A few things are certain around this time of year at our house: we’re planning Eleanor’s birthday (October 31). There’s chatter about candy and costumes. And one or more of us are sick. Like, appreciably ill.
Since we moved to Florence, we also find ourselves navigating the liminal space between the twin concepts of “Italy” and “Halloween.” There’s an uneasy rapport between the two. I suspect that there’s more Halloweening per capita in Florence than in any other Italian city, simply due to the presence of thousands of American residents. A strange form of trick-or-treating has taken root in a few business centers in town. Many Italian children dress up in costumes around this time of year – costumes that are strictly reserved for Carnival everywhere else in the country – just to frolic in the park. I covered Halloween in Italy in depth five years ago in this piece, fresh in our first year and full of observations, together with this follow-up piece, which details what happened to me on Ognissanti 2016 (November 1) health-wise, and what wisdom I took from that day.
October has been a tale of medical woe at our house. (Thank goodness that attendant health insurance claim shenanigans did not form any portion of this burden.) We al had a crap cold at the start of the month. Then Eleanor suffered a diffuse and indeterminate sport injury, most likely when she fell on her back in the park while learning to rollerskate, which caused missed school and x-rays, and resulted in much crying. Then Vic and I came down with a second chest cold, which turned into bronchitis for Vic and a sinus infection and bronchitis for me, as is my body’s custom. My aunt the OBGYN swears that there is no way on God’s green earth that post-partum health includes shifting and infected sinuses, but I got nothing else to go on here, and I get them almost annually since I had Victor in 2011. Jason has powered through this past week that Victor and I were home, but it seems now, on the very eve of her seventh birthday, we’re losing Eleanor to the Crud and the party so meticulously planned for tomorrow to “festage” (festaggiare) her in the twilit garden, now has an approximately 50% chance of happening. To an old hand, or bored child, this might not be such a big deal, but for Eleanor, who lives for this stuff, it is an appalling conclusion indeed to two months of literally X-ing off the days on the calendar until her birthday and talking about it nonstop. She is trying very hard to rally. I am trying to be realistic. We’ll make the call tomorrow morning and let everyone know if the party is to be postponed to some less festive weekend. She asked me to bake the birthday cupcakes anyway, so I did. Our neighbors in the building will all be receiving a cupcake care package if the party is postponed for a week.

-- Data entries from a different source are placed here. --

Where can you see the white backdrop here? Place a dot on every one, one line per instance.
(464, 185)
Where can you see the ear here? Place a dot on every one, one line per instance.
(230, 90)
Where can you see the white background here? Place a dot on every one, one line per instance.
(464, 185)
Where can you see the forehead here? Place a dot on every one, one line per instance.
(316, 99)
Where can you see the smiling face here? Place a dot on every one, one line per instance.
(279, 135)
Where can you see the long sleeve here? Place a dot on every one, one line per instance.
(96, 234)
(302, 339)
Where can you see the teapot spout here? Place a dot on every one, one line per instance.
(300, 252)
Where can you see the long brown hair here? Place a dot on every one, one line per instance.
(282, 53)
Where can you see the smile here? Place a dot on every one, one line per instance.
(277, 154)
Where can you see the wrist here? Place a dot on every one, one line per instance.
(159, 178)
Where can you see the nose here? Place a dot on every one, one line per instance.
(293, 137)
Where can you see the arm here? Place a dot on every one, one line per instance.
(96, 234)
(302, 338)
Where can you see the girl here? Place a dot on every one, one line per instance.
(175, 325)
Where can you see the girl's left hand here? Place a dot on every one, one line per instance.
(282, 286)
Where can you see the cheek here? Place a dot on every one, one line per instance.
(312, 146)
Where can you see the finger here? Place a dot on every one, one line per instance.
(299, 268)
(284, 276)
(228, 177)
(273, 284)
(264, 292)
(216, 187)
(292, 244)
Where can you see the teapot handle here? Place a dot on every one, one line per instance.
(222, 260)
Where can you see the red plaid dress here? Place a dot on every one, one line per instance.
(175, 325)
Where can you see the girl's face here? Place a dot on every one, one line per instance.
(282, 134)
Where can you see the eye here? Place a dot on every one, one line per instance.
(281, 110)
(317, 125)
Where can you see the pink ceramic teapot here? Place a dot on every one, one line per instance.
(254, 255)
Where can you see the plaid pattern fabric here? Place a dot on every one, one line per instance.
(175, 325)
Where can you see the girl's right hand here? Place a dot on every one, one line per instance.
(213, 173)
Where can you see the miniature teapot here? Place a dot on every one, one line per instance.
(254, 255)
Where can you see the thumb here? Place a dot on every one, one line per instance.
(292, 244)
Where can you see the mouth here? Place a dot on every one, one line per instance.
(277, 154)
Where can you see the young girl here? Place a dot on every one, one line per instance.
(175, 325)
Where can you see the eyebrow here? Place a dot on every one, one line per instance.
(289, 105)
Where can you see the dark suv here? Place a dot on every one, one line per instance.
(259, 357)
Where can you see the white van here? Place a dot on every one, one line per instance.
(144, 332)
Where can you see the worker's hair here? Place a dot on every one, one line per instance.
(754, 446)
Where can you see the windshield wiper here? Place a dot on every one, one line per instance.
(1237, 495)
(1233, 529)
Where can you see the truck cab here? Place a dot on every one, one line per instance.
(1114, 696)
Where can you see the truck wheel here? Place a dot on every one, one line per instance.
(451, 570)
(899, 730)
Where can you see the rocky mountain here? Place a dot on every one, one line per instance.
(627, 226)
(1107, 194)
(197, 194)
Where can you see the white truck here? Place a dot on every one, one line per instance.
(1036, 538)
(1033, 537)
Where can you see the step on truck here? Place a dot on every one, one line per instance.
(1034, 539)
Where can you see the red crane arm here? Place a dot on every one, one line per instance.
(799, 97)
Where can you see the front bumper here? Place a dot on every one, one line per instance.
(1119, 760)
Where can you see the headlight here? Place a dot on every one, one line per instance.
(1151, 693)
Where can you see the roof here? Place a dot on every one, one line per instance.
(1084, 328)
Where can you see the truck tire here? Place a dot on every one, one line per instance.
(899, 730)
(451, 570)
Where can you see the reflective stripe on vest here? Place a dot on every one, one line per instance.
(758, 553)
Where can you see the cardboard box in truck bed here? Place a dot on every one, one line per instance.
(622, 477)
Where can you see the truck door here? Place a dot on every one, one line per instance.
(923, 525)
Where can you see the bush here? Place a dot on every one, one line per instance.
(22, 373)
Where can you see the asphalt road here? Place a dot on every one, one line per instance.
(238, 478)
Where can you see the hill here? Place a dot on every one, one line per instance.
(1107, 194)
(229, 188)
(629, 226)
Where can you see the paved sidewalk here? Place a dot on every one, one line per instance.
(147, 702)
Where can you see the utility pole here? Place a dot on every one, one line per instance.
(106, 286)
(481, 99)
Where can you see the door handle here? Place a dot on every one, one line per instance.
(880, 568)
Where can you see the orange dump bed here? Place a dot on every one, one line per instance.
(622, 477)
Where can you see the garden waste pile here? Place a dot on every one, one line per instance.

As for my part, I’m on the mend, and Vic is too, and in some strange way it was actually really nice to hang out with him this past week in the apartment, sharing the nebulizer, comparing symptoms, taking lots of medicine in various ways, and sleeping in the apartment’s designated sick bay together.
Anyway, if any of you have any direct lines to the Goddess of Birthdays and Festages, please send up a petition on behalf of one Eleanor Houston, age 6, that she might be well to host her seventh birthday party tomorrow afternoon in the garden of Gonzaga-in-Florence.
2 Responses
Tanti auguri
Buon compleanno a Eleanor!
Dear Monica: Wishing Vic and you renewed health very soon, and for Eleanor a happy Halloween birthday and the party she has been hoping for.